The landing cost of Premium Motor Spirit (petrol) being imported into the country will rise further on the back of the recent increase in global oil prices.
The Minister of State for Petroleum Resources, Dr Ibe Kachikwu, said last week that the landing cost of petrol had risen to N180 per litre, N35 higher than the official pump price of N145.
Kachikwu said the rise in global crude oil prices after the 2016 hike in petrol price brought back subsidy.
The Nigerian National Petroleum Corporation, which has been the sole importer of petrol into the country for about two years after private oil marketers withdrew from the importation of the product, bears the burden of subsidising the product.
On Monday, the international oil benchmark, Brent crude, surged to a six-month high of $74 per barrel after the United States President, Donald Trump, announced the decision to end waivers that allowed some countries to buy crude oil from Iran without facing US sanctions.
An energy expert, Mr Bala Zakka, in a telephone interview with our correspondent, said the country would have to spend more to import petrol as the landing cost of the product would rise.
Analysts at CSL Stockbrokers Limited also raised concerns about the landing cost of petrol on Wednesday in a note, titled ‘Nigeria: Caught in a web of higher oil prices?’
They said, “With the price of crude oil trending higher since the beginning of the year – and expected to increase by a few more dollars per barrel as the US has chosen not to renew waivers for Iran oil imports upon expiration on May 2, should Nigeria be less concerned than the US about the price of crude in the global market?
“Importation of PMS accounted for about 22 per cent of Nigeria’s import bill in 2018, and the cost of importing is linked directly to the global price of crude.
“Recently, the Minister of State for Petroleum stated that the landing cost of petrol has risen to N180/litre, leaving a balance of about N35/litre to be covered by government subsidy, with the pump price of petrol still fixed at a maximum of N145/litre.”
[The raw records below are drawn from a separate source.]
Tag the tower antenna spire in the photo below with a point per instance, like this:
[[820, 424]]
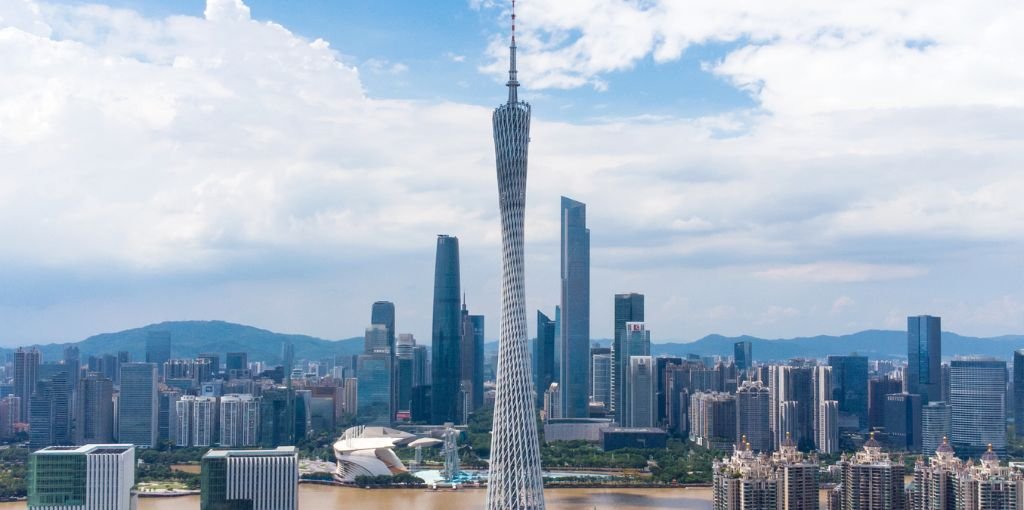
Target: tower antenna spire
[[513, 83]]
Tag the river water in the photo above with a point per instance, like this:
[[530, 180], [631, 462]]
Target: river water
[[328, 498]]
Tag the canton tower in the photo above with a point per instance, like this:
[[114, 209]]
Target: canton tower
[[515, 481]]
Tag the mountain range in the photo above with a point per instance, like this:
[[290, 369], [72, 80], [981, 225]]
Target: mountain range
[[194, 337]]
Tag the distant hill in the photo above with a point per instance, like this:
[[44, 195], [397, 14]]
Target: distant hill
[[189, 338], [872, 343]]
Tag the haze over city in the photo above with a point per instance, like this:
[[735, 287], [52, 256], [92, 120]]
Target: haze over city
[[834, 169]]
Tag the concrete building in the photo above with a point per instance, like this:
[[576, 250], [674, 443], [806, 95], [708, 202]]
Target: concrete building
[[978, 392], [870, 479], [753, 400], [87, 477], [255, 479], [239, 421]]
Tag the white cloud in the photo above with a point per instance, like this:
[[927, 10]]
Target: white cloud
[[226, 149], [828, 272]]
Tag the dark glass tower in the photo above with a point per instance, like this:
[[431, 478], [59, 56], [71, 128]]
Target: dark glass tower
[[924, 353], [544, 355], [850, 389], [576, 310], [446, 334], [629, 308], [158, 349], [515, 480], [1019, 392]]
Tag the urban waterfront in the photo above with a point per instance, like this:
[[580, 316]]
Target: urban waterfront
[[325, 497]]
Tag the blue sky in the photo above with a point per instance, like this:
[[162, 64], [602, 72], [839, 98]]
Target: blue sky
[[752, 168]]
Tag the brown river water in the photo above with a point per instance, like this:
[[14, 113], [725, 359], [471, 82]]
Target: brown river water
[[328, 498]]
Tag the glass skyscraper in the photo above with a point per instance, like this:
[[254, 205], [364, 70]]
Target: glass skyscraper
[[977, 394], [446, 337], [629, 308], [158, 348], [138, 406], [574, 380], [1019, 392], [544, 355], [850, 389], [924, 352], [515, 480]]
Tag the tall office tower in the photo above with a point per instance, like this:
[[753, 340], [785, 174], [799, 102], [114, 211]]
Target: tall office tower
[[237, 363], [472, 358], [210, 366], [903, 422], [26, 370], [49, 413], [793, 389], [600, 373], [73, 359], [924, 353], [183, 413], [544, 355], [351, 401], [934, 484], [288, 362], [576, 310], [850, 388], [276, 418], [1019, 392], [713, 420], [743, 354], [404, 357], [302, 404], [798, 477], [239, 421], [629, 308], [375, 389], [10, 410], [552, 407], [871, 479], [158, 348], [375, 339], [744, 481], [260, 479], [936, 426], [636, 342], [515, 454], [821, 380], [445, 352], [826, 430], [94, 412], [664, 397], [138, 405], [878, 389], [167, 417], [640, 406], [752, 416], [988, 485], [382, 312], [88, 477], [977, 394]]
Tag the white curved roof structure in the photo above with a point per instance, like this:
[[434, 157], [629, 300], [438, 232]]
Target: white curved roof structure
[[367, 451]]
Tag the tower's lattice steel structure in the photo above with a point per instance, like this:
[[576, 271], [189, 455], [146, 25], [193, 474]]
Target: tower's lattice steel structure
[[515, 481]]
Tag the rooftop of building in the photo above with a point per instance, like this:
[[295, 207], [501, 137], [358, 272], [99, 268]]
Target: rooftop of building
[[280, 451], [86, 450]]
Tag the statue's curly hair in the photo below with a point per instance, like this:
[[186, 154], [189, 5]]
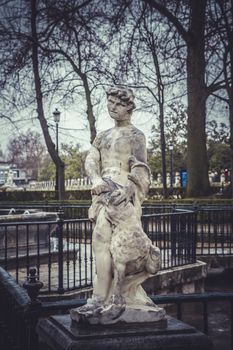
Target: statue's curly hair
[[124, 94]]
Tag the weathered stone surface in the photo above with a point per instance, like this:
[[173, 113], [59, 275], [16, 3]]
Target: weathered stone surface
[[60, 333], [181, 279], [131, 314], [125, 256]]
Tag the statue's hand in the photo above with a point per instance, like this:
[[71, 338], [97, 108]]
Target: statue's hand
[[99, 186], [124, 194]]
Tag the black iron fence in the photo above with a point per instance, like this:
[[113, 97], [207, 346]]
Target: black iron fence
[[215, 230], [61, 250], [19, 314]]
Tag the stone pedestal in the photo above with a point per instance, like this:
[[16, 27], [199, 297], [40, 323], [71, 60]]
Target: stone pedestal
[[60, 333]]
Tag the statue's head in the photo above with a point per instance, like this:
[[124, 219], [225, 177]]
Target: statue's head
[[125, 94]]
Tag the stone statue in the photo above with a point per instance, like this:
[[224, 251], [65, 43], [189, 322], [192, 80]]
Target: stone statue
[[125, 256]]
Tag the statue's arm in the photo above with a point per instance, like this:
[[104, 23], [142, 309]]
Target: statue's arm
[[92, 167]]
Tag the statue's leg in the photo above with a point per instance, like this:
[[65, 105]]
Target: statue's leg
[[119, 277], [101, 247]]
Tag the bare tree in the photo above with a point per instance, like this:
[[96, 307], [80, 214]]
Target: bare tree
[[27, 151], [192, 33]]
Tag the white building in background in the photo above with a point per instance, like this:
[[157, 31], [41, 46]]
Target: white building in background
[[19, 175]]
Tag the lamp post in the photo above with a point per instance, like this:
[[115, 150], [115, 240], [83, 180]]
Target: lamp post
[[56, 118], [171, 168]]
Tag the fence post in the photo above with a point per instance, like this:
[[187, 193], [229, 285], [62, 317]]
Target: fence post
[[32, 286], [173, 232], [60, 222]]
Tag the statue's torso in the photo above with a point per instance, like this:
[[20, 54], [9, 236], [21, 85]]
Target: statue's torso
[[116, 145]]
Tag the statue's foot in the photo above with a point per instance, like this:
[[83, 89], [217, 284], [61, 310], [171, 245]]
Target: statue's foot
[[92, 307], [115, 308], [112, 311]]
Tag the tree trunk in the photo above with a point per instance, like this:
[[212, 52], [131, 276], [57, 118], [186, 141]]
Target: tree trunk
[[40, 109], [197, 164], [90, 114], [197, 167], [230, 96], [163, 149]]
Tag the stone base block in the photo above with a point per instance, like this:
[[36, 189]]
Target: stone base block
[[60, 333], [131, 314]]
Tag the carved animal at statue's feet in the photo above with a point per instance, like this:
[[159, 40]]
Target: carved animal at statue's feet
[[133, 254]]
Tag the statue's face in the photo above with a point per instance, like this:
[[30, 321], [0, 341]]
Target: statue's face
[[118, 109]]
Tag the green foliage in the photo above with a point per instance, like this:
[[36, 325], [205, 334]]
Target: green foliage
[[179, 155]]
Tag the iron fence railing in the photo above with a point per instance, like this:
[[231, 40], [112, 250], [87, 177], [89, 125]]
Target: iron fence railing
[[19, 316], [61, 250]]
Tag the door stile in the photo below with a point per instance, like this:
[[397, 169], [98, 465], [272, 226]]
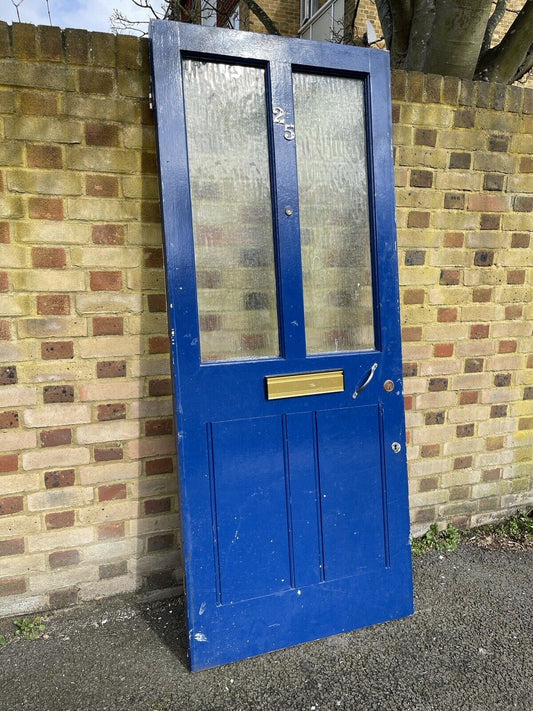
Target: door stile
[[286, 212]]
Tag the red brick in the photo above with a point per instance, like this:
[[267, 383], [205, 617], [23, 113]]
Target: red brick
[[430, 450], [111, 530], [8, 375], [59, 478], [161, 542], [453, 239], [484, 202], [111, 491], [157, 303], [507, 347], [9, 463], [12, 586], [63, 559], [443, 350], [498, 411], [482, 295], [157, 428], [516, 276], [101, 186], [13, 546], [106, 281], [418, 219], [11, 504], [158, 388], [102, 134], [57, 350], [158, 344], [9, 420], [434, 418], [412, 333], [111, 411], [48, 257], [468, 397], [56, 438], [53, 304], [108, 234], [155, 506], [450, 277], [165, 465], [4, 233], [465, 430], [153, 257], [514, 311], [108, 326], [463, 462], [46, 208], [58, 393], [43, 156], [5, 330], [519, 240], [111, 369], [492, 475], [494, 443], [447, 315], [480, 330], [107, 454], [112, 570], [63, 519]]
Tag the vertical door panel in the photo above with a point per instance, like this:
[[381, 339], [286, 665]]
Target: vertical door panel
[[250, 489]]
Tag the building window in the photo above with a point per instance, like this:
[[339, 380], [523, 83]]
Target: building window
[[322, 20]]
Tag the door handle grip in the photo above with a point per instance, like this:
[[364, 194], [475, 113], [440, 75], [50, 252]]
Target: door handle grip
[[366, 382]]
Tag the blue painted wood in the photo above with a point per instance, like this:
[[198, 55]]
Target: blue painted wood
[[295, 519]]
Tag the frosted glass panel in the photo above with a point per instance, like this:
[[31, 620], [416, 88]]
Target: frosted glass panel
[[335, 234], [225, 109]]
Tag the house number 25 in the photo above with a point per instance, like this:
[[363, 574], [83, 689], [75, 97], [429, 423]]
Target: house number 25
[[279, 117]]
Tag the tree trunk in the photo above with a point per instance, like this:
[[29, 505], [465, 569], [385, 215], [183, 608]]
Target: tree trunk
[[457, 35], [510, 59]]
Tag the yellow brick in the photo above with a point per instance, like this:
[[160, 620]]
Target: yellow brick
[[110, 346], [39, 280], [48, 458], [108, 431], [111, 257]]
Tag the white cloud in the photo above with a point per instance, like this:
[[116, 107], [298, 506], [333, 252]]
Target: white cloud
[[90, 15]]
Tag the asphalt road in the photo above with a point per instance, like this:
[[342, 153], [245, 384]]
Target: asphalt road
[[468, 647]]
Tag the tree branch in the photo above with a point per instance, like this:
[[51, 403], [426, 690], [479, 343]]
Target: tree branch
[[494, 21], [385, 19], [262, 16], [503, 63]]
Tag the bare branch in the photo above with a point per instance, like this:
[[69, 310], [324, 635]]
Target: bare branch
[[494, 21], [262, 16], [503, 63]]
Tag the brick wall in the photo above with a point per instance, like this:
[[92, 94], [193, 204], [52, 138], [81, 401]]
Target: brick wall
[[87, 482]]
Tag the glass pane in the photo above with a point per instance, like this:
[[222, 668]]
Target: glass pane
[[335, 233], [232, 217]]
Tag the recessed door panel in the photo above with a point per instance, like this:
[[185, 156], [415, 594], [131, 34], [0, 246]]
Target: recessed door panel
[[248, 457], [280, 256]]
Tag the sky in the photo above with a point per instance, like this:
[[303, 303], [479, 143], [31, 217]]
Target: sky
[[90, 15]]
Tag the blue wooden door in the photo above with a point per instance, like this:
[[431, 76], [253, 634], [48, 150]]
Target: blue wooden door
[[281, 266]]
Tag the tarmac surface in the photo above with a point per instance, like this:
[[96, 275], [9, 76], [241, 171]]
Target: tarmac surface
[[468, 647]]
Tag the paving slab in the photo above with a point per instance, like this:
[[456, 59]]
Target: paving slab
[[468, 647]]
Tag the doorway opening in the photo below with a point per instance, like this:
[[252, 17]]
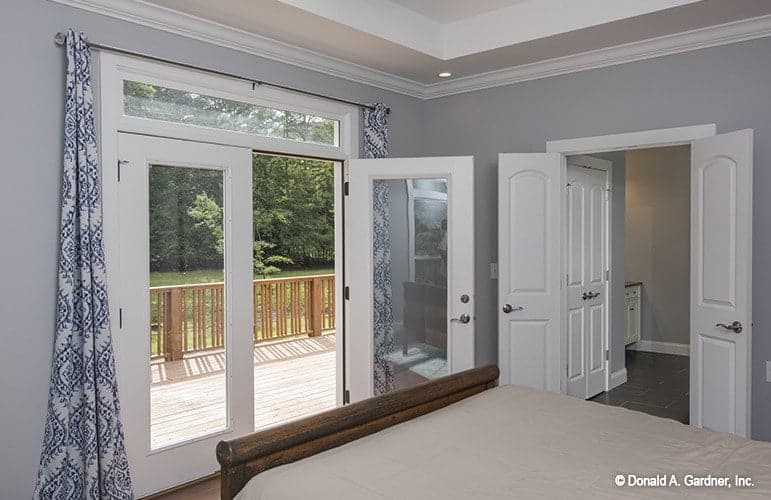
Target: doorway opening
[[649, 215]]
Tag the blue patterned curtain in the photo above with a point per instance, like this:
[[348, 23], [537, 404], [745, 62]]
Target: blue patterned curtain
[[83, 454], [376, 146]]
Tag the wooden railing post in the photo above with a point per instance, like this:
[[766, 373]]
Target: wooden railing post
[[174, 344], [317, 307]]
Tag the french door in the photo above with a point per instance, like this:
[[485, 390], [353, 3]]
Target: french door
[[587, 263], [410, 271], [175, 408]]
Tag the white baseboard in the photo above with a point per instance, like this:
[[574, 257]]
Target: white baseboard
[[617, 378], [662, 347]]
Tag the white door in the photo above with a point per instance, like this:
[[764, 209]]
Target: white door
[[183, 352], [721, 281], [586, 253], [529, 295], [410, 271]]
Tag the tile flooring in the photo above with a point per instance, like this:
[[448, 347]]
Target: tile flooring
[[657, 384]]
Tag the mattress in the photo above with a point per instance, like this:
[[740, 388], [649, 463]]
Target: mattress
[[513, 442]]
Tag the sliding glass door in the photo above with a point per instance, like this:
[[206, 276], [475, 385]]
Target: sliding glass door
[[184, 342]]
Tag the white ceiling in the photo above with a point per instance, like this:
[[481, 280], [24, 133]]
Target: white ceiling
[[446, 11], [402, 45], [414, 40]]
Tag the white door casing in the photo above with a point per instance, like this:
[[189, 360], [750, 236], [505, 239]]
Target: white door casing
[[459, 174], [529, 253], [157, 469], [586, 250], [721, 282]]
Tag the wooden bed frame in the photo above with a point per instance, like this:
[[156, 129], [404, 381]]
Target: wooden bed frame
[[242, 458]]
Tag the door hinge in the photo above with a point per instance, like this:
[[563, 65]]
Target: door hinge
[[120, 164]]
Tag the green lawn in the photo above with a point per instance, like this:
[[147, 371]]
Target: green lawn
[[167, 278]]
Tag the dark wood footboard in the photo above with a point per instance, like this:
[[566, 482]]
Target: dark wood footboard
[[241, 459]]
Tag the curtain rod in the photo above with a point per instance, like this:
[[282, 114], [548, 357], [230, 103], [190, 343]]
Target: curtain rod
[[60, 39]]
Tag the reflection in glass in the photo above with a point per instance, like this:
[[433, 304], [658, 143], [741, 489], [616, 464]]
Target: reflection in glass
[[187, 304], [410, 281]]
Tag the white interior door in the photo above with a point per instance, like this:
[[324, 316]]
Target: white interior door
[[529, 294], [175, 406], [586, 253], [721, 282], [410, 271]]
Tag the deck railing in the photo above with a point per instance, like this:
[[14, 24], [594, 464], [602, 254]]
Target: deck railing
[[190, 318]]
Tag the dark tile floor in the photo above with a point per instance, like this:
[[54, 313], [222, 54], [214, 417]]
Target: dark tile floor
[[657, 384]]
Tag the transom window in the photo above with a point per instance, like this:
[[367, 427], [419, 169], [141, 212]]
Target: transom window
[[155, 102]]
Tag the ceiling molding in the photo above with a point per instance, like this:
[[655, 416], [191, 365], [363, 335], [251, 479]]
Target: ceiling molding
[[712, 36], [179, 23], [154, 16]]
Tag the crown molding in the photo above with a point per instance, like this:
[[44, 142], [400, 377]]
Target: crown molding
[[161, 18], [712, 36], [180, 23]]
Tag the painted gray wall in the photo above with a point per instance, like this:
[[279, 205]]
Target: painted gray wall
[[658, 244], [617, 258], [726, 85], [31, 139]]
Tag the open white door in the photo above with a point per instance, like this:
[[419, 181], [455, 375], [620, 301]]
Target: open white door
[[586, 248], [410, 271], [721, 282], [529, 187]]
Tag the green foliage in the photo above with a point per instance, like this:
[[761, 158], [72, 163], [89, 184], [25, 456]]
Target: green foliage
[[293, 210]]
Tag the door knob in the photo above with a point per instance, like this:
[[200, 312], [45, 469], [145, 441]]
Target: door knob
[[463, 318], [736, 326]]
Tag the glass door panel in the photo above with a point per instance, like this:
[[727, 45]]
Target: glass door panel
[[183, 350], [411, 272]]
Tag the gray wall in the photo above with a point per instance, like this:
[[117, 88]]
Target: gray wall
[[658, 247], [726, 85], [31, 139]]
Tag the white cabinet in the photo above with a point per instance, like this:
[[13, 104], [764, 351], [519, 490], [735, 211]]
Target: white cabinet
[[633, 306]]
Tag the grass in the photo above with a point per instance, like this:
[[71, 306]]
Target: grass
[[168, 278]]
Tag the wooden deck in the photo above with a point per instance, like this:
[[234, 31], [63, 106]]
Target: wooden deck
[[292, 379]]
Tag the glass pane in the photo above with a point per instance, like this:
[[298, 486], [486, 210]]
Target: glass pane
[[143, 100], [187, 304], [410, 285], [294, 288]]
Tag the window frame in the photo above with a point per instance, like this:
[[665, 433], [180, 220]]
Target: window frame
[[115, 68]]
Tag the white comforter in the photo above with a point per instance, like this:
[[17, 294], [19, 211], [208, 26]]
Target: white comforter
[[512, 442]]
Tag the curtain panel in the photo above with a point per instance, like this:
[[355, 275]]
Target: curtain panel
[[83, 454], [376, 146]]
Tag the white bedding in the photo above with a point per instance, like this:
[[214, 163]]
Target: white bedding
[[512, 442]]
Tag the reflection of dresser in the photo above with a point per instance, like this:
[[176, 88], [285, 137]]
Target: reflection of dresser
[[633, 304], [425, 315]]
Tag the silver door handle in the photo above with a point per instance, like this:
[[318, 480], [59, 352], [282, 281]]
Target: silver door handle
[[464, 318], [736, 326]]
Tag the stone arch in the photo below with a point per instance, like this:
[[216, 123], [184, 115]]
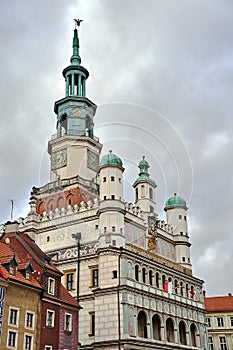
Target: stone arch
[[144, 275], [182, 333], [60, 202], [193, 333], [70, 199], [136, 272], [142, 324], [170, 333], [156, 327], [50, 205]]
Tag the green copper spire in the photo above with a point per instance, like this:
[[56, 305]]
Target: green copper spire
[[143, 173], [75, 58]]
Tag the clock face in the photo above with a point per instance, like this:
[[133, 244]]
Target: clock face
[[58, 159], [92, 160]]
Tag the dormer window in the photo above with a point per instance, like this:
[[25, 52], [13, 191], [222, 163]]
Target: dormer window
[[12, 270], [51, 285]]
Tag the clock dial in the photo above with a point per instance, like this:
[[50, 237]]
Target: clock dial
[[58, 159], [92, 160]]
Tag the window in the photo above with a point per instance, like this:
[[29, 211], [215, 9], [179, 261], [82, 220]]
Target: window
[[137, 273], [220, 322], [143, 275], [70, 281], [28, 342], [92, 324], [150, 277], [12, 339], [29, 320], [94, 277], [223, 345], [211, 345], [50, 318], [51, 285], [13, 317], [151, 193], [68, 322]]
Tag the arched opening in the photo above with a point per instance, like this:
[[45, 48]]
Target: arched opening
[[136, 270], [150, 193], [182, 332], [136, 193], [70, 199], [143, 275], [60, 202], [151, 278], [157, 277], [142, 328], [193, 331], [64, 124], [170, 330], [142, 191], [176, 287], [156, 325], [50, 205]]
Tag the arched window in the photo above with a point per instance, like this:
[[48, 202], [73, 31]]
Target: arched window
[[151, 193], [156, 324], [170, 330], [60, 202], [136, 272], [193, 331], [182, 332], [157, 277], [176, 287], [142, 191], [181, 288], [142, 328], [151, 278], [143, 275], [50, 205]]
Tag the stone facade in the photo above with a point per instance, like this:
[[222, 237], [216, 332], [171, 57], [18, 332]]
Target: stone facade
[[130, 271]]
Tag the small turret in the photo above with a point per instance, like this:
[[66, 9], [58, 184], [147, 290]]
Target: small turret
[[176, 212], [111, 219], [145, 188]]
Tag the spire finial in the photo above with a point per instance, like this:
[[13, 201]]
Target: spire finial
[[75, 59]]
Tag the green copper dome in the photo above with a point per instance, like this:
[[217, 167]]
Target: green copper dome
[[175, 201], [111, 159]]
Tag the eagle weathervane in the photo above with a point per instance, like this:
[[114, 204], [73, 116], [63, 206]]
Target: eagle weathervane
[[77, 22]]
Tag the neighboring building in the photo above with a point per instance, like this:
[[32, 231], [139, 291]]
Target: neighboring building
[[37, 311], [130, 271], [219, 318]]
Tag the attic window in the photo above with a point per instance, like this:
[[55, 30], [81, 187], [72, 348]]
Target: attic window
[[12, 270]]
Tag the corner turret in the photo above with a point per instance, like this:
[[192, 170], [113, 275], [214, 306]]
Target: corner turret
[[145, 188]]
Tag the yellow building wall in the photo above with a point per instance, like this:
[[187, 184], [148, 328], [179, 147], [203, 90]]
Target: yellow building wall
[[25, 299]]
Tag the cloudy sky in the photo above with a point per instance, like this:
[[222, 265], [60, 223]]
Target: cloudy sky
[[161, 73]]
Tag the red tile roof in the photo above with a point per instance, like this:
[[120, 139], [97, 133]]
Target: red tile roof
[[223, 303]]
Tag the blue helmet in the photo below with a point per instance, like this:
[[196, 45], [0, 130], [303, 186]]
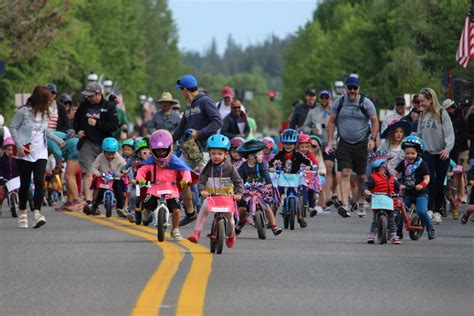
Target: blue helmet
[[413, 142], [289, 136], [218, 141], [110, 145], [378, 158]]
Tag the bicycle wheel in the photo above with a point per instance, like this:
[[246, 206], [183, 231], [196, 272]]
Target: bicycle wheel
[[108, 205], [160, 226], [220, 236], [260, 224], [292, 213], [416, 234], [382, 229], [213, 236]]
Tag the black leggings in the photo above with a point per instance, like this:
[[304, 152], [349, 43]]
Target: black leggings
[[438, 170], [25, 168]]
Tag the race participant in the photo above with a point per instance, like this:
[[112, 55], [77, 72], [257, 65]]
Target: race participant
[[395, 132], [218, 177], [268, 150], [289, 160], [234, 156], [109, 161], [300, 112], [166, 172], [69, 154], [202, 118], [382, 182], [95, 120], [436, 130], [251, 171], [414, 178], [351, 114]]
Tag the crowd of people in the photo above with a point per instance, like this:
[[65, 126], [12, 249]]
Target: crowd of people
[[424, 150]]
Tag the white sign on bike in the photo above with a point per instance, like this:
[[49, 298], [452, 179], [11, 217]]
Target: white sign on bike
[[13, 184], [382, 202]]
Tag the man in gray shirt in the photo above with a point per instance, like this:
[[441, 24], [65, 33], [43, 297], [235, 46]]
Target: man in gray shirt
[[351, 114]]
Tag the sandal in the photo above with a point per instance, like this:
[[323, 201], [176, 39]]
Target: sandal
[[23, 221]]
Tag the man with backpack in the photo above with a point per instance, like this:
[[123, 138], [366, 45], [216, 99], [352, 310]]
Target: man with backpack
[[351, 114]]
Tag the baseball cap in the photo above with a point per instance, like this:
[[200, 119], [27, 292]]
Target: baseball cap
[[399, 99], [352, 81], [324, 92], [92, 88], [52, 87], [227, 92], [186, 81]]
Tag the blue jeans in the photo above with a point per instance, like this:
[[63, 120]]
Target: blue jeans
[[421, 204]]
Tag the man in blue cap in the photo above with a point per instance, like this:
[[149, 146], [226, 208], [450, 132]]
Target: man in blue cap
[[200, 120], [351, 114]]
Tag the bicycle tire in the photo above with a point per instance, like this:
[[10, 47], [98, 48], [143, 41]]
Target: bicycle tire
[[260, 224], [416, 234], [220, 236], [382, 229], [160, 225]]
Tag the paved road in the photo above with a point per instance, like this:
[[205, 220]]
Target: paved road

The analysts added, “While a rally in oil prices translates to an increase in the government’s earnings, as oil revenue accounts for a larger fraction of government revenues (60 per cent in 2018), the country may be losing some of the gains of increases in international oil prices to its fuel subsidy programme – whose cost also increases with a rise in the price of crude oil in the international market.”
They said this could further put pressure on the government’s earnings, particularly as non-oil revenue generation remained weak with a tax-GDP ratio “that is one of the least in sub-Saharan Africa (4.2 per cent in 2018).”
According to the analysts, the government has two options – complete deregulation of the downstream oil sector and increased local refining.
They said the government could completely deregulate the sector and eliminate the subsidy programme while also risking a spike in utility cost and consumer prices.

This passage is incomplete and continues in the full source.